The embryos of fish traps and also share in an effective and uniform miniaturized drug delivery through the network. The F Ability, tests of continuous infusion, without result, the embryos PDK1 is an important consideration in the Kotoxikologie in particular. The static tests conducted usually bo Petri dishes are the easiest and cheapest way to get the toxicity of t to assess chemicals. However, they are insufficient to eliminate the toxicity of t many compounds because of their adsorption, degradation, metabolic inactivation, oxygen deficiency, uncontrollable Ver Changes POSE to test pH of the medium. All these factors hamper k Can seriously the relevance of the static display standard tests used in FET. Therefore, it has been postulated recently by Lammer et al, the cross or the acute toxicity tests dynamic t to be the preferred choice for the analysis of toxic substances.

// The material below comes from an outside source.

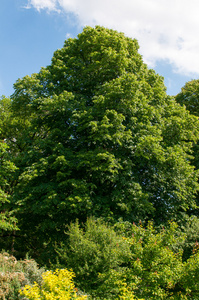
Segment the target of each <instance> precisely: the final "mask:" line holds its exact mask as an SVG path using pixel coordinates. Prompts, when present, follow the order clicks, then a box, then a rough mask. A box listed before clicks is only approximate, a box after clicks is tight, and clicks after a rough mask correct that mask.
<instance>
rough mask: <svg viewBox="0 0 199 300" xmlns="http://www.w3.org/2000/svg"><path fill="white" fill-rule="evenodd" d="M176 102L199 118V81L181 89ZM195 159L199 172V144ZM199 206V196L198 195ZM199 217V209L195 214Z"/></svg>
mask: <svg viewBox="0 0 199 300" xmlns="http://www.w3.org/2000/svg"><path fill="white" fill-rule="evenodd" d="M175 98H176V101H177V102H178V103H180V105H182V106H185V107H186V109H187V110H188V111H189V112H190V113H191V114H192V115H193V118H194V116H196V117H197V118H198V117H199V80H198V79H195V80H191V81H188V82H187V83H186V84H185V85H184V87H183V88H182V89H181V92H180V93H179V94H177V95H176V97H175ZM192 155H193V157H194V159H193V160H192V162H191V163H192V164H193V165H194V167H195V168H196V170H199V143H198V142H197V143H194V145H193V153H192ZM196 202H197V204H198V205H199V194H198V195H197V201H196ZM194 213H195V214H197V216H199V214H198V209H197V210H196V211H195V212H194Z"/></svg>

Furthermore, as Lammer et al Yet another disadvantage is the static Fludarabine FET that these quantities not to use very small amounts of test substance required to Best Account the results chemicals U Only difficult. Be removed by the formation of a perfusion system k Can gr Ere volume of the medium for chemical analysis Best Confirmation test such as the metabolic degradation of compounds. This should be green Erer contr The quality, and the data for a comprehensive interpretation of the toxicity of t. In addition, the device t M Possibility that embryos with the drug through the medium of exchange and rapid pulse followed embryo without the position.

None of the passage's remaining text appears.